North Central Athletic Conference champion Henderson Collegiate pulled away in the final minutes for a 71-57 victory against RCS in the 1A East regional semifinals at Aycock Recreation Center in Henderson.

The Pride (30-2) will look to advance to the state championship game in just its first year in the playoffs when it challenges another new school, Washington County (26-1), Saturday in Greenville. Washington County was formed this school year with the consolidation of Plymouth and Creswell high schools.

Tuesday’s loss ended what was the deepest playoff run in RCS boys’ basketball program’s history.

The 27th-seeded Bulldogs finished the season at 15-15, but that’s only part of the story. The team’s memorable run to the 1A regional semifinals included three upsets, (6) Research Triangle, (11) Voyager Academy and (3) N.W. Halifax.

For RCS coach Justin Bettendorf, the ending doesn’t define his team’s journey.

“Everybody gave all they had,” Bettendorf said. “We gave a winning effort and that’s all we can ask for. There’s obviously big moments (in my life) like the birth of my daughter and getting married, but I told them that this was one of the best week and a halves of my life and I’m so glad to share it with this bunch of guys. I couldn’t ask for a better group.”

After losing by 37 points the last time the teams met, RCS stayed within striking distance of the deeper, taller Pride until the final moments in Tuesday’s playoff tilt.

Henderson Collegiate took a 47-41 lead into the fourth quarter and were up as many as nine in the opening minutes of the final frame, but RCS answered with a wide-open corner three by Dylan Jones to pull back within six with four minutes to play.

The Bulldogs, with only six players seeing the floor, were never closer.

Henderson Collegiate closed the game on a 14-6 run, many of those buckets coming on layups and dunks against the RCS press.

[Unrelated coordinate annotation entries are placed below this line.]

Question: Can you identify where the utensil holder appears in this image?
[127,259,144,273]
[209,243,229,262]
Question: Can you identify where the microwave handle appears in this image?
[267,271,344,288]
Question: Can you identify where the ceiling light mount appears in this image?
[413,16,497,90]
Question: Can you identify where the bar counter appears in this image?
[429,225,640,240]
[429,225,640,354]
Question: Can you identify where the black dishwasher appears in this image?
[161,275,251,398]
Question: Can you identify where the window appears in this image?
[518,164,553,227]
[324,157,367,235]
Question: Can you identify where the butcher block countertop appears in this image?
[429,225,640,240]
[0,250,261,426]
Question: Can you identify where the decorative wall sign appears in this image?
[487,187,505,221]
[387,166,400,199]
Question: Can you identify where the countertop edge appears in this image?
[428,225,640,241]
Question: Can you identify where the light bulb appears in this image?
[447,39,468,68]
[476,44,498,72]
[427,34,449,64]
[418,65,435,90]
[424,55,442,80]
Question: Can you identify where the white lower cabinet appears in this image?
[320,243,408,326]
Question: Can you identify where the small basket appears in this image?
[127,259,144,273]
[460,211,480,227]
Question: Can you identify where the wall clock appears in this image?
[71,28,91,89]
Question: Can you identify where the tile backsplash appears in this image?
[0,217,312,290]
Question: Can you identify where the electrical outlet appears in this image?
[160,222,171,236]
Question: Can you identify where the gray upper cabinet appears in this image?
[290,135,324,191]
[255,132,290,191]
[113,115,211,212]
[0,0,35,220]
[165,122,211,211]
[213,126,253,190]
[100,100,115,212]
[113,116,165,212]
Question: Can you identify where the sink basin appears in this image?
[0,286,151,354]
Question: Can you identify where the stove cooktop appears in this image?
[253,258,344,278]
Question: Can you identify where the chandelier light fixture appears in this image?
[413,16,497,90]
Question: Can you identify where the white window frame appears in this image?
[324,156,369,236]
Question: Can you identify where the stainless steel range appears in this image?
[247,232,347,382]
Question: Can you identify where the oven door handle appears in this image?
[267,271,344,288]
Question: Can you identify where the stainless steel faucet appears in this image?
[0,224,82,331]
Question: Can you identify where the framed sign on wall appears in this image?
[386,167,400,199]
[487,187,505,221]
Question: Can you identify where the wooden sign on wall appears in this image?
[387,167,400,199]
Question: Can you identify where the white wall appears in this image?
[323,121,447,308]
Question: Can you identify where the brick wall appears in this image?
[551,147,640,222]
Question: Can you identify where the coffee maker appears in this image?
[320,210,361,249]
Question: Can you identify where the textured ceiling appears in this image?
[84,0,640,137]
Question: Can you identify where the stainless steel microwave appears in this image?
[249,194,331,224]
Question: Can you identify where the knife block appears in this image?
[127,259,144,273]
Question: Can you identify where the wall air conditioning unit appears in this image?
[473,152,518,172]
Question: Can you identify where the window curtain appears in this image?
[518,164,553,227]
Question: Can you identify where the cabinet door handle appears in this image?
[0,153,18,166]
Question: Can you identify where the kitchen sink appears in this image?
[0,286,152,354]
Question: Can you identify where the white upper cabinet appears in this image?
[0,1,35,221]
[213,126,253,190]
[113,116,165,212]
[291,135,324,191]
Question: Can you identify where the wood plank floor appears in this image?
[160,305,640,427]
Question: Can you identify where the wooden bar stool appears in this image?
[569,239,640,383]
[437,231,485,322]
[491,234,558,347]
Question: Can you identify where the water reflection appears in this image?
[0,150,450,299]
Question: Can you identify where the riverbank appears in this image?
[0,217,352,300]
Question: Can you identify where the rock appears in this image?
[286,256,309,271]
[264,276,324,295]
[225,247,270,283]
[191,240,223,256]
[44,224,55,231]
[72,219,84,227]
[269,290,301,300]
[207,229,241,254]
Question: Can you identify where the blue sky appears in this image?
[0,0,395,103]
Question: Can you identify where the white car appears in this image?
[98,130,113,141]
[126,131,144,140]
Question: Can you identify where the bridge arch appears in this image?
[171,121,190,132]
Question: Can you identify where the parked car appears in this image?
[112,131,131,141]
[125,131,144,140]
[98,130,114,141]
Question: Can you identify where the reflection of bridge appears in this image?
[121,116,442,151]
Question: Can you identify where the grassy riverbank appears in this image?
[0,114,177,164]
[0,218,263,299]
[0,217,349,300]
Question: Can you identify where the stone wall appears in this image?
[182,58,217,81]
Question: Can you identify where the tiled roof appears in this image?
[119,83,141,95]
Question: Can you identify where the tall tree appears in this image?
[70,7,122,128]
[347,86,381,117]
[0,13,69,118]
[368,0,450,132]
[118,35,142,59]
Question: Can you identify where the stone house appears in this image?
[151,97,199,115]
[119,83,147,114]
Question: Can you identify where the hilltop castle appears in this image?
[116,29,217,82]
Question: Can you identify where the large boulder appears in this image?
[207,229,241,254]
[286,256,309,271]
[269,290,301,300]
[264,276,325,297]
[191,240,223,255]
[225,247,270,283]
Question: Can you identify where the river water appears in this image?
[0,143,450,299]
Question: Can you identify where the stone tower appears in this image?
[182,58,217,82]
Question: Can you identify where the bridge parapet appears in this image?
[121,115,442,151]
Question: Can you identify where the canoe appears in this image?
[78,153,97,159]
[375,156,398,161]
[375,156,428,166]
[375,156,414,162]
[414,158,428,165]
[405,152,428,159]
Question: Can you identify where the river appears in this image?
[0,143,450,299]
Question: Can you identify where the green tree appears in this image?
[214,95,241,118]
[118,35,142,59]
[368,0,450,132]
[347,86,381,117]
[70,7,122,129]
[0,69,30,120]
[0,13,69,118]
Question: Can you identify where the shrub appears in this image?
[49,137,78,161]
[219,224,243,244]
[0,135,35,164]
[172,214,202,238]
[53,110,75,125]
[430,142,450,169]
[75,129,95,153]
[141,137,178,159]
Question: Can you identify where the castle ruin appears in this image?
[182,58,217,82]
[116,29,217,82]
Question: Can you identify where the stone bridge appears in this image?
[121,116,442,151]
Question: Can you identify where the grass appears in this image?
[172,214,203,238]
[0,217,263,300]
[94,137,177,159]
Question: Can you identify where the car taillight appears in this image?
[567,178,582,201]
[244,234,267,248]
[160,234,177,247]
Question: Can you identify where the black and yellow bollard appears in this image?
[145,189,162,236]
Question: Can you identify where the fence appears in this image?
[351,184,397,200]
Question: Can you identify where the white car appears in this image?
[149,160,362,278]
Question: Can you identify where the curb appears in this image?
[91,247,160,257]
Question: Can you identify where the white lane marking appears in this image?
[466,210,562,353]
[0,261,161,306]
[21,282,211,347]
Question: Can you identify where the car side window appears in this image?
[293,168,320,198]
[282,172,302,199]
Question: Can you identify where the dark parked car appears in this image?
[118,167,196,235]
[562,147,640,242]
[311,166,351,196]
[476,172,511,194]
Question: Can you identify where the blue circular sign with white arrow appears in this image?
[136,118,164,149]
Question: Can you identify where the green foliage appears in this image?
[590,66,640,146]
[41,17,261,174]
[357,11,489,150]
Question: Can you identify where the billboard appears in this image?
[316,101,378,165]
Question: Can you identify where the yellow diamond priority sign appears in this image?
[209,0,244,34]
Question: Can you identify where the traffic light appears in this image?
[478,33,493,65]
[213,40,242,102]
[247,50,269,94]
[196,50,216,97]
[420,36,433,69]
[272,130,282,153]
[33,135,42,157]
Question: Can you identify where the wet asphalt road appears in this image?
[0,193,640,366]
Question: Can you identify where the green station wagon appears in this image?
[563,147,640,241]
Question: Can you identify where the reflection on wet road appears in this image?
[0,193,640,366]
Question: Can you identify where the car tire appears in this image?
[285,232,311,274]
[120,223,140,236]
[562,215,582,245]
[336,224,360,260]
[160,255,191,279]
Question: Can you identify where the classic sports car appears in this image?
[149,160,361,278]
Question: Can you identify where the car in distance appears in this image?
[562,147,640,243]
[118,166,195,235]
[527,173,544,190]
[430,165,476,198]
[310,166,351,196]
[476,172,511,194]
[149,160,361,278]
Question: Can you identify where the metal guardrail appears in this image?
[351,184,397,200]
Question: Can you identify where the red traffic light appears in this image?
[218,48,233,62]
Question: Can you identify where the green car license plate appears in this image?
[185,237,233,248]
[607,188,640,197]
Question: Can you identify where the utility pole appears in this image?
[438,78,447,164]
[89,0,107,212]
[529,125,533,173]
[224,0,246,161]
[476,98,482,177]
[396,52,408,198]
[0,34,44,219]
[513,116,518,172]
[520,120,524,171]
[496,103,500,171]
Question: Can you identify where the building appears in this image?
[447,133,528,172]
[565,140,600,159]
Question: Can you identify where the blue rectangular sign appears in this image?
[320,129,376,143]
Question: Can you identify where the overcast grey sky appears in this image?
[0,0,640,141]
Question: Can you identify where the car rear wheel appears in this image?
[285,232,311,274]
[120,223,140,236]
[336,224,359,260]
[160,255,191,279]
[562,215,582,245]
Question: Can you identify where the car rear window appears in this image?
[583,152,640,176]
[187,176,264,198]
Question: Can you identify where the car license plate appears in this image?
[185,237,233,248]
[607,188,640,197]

“Our legs were definitely giving out at the end,” Bettendorf said. “Belief has never been a problem with these guys. Even with a minute and a half to go and down 10, our guys still believed that we had a chance. It was time to gamble and we got burned. You’re either going to give up layups or get steals and we didn’t get steals. They never stopped believing and trusting each other.”

Nasir Stokes had another strong game for the Bulldogs’ leading the way with 22 points, 14 coming in the second half.

Jalen Bailey finished with 12, while Bryson Pleasant added 10. The Pride focused much of their defensive attention on slowing down Jones and held him to just six points on two 3-pointers.

J.R. Paylor chipped in five and Karson McKenzie came off the bench and added two.

RCS got off to a strong start and led 17-13 at the end of the first quarter.

The Bulldogs were up as many as six before the Pride got their open floor game cranking.

Henderson Collegiate exploded on a 15-1 run during a stretch of about two minutes with Kalib Mathews, Kameron Brooks and JaQuaveon Venable each hitting wide open transition threes.

RCS withstood the charge and only trailed 34-31 at the half and took the lead after back-to-back buckets to start the third quarter.

The Pride answered by outscoring the Bulldogs 13-4 during a six-minute stretch of the third quarter. RCS had a drought of more than four minutes without a basket.

Venable led a balanced Pride attack with 19 points, eight coming in the fourth quarter.

Brooks chipped in 11, while Davon Allen and Javonte Waverly finished with 10 points each.

The Pride took full advantage of its size advantage did much of its damage on the offensive glass.

“Those were the kinds of teams that have hurt us all year and we tried to schedule so that we understood how to play against teams with that kind of athleticism,” Bettendorf said. “They’re a heck of a team. They rebound well, they play hard. In my opinion, they’re certainly one of the top four 1A teams in the state. That’s where they’re headed and we hope to be there someday. To be the best, you know you have to beat the best.”